Ma non finisce qui, perché da questo uso improprio, sempre a partire dalla lingua inglese, si è in seguito sviluppato, con una sottile ma importante distinzione, il non meno arbitrario uso tecnico in semantica, fissato nel 1923 da Charles Kay Ogden e Ivor Armstrong Richards nel saggio Il significato del significato: uno studio sull’influenza del linguaggio sul pensiero e sulla scienza del simbolismo: quello per cui referente è “ciò a cui qualcosa fa riferimento”, la realtà extralinguistica significata da un segno o altro messaggio linguistico.

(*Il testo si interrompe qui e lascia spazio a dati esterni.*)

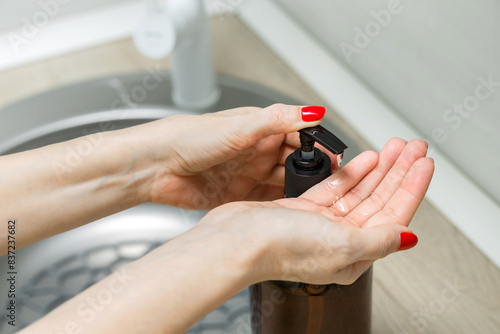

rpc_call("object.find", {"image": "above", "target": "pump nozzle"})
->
[285,125,347,197]
[299,125,347,154]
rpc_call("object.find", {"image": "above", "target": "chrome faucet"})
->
[133,0,220,109]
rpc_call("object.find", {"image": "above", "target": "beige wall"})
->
[275,0,500,202]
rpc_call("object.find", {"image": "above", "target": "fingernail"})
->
[300,106,325,122]
[398,232,418,250]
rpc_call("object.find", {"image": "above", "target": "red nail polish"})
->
[398,232,418,250]
[300,106,325,122]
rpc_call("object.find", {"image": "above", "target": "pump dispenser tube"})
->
[250,126,372,334]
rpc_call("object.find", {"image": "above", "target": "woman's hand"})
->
[23,139,434,334]
[137,104,336,209]
[197,138,434,284]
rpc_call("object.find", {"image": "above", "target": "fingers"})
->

Da referente (participio presente) a realtà extralinguistica significata (participio passato), da un valore attivo a uno passivo. L’uso corrente ha così consacrato un tipico caso di enantiosemia, il fenomeno linguistico per cui uno stesso termine può avere due significati opposti: l’esempio forse più noto è “ospite”, che designa tanto l’ospitante quanto l’ospitato. Ma qui l’ambivalenza, comune a tutte le lingue romanze, è per così dire connaturata nella parola e radicata nei codici della società da cui trae origine, perché nell’antica Roma (così come nell’antica Grecia) l’ospitalità era un dovere sacro che presupponeva la reciprocità, e per l’hospes che riceveva era ovvio aspettarsi di essere a sua volta ricevuto; nel caso di referente, invece, il doppio significato non ha alcuna ragione né etimologica né grammaticale, non bastando a fondarlo l’attesa che il referente-punto di riferimento sia qualcuno effettivamente disposto a (o in grado di) riferire, e sempre che si faccia trovare.

Certo, si dirà, le lingue si evolvono, nascono di continuo parole nuove e i significati di quelle vecchie si piegano all’uso che ne fanno i parlanti. E quindi il capovolgimento semantico di “referente” è ormai passato, e se ci sforziamo di non badare a quel suffisso incongruo al suo significato capovolto potremo pure sentirlo pronunciare (pronunciarlo no: un passo per volta…) senza più avvertirlo come stridente. Ma se nell’evoluzione di una lingua salta ogni coerenza etimologica o, come in questo caso, ogni consequenzialità morfologica, di evoluzione in evoluzione si genereranno sempre più equivoci: al nostro orizzonte si profila la nuova babele?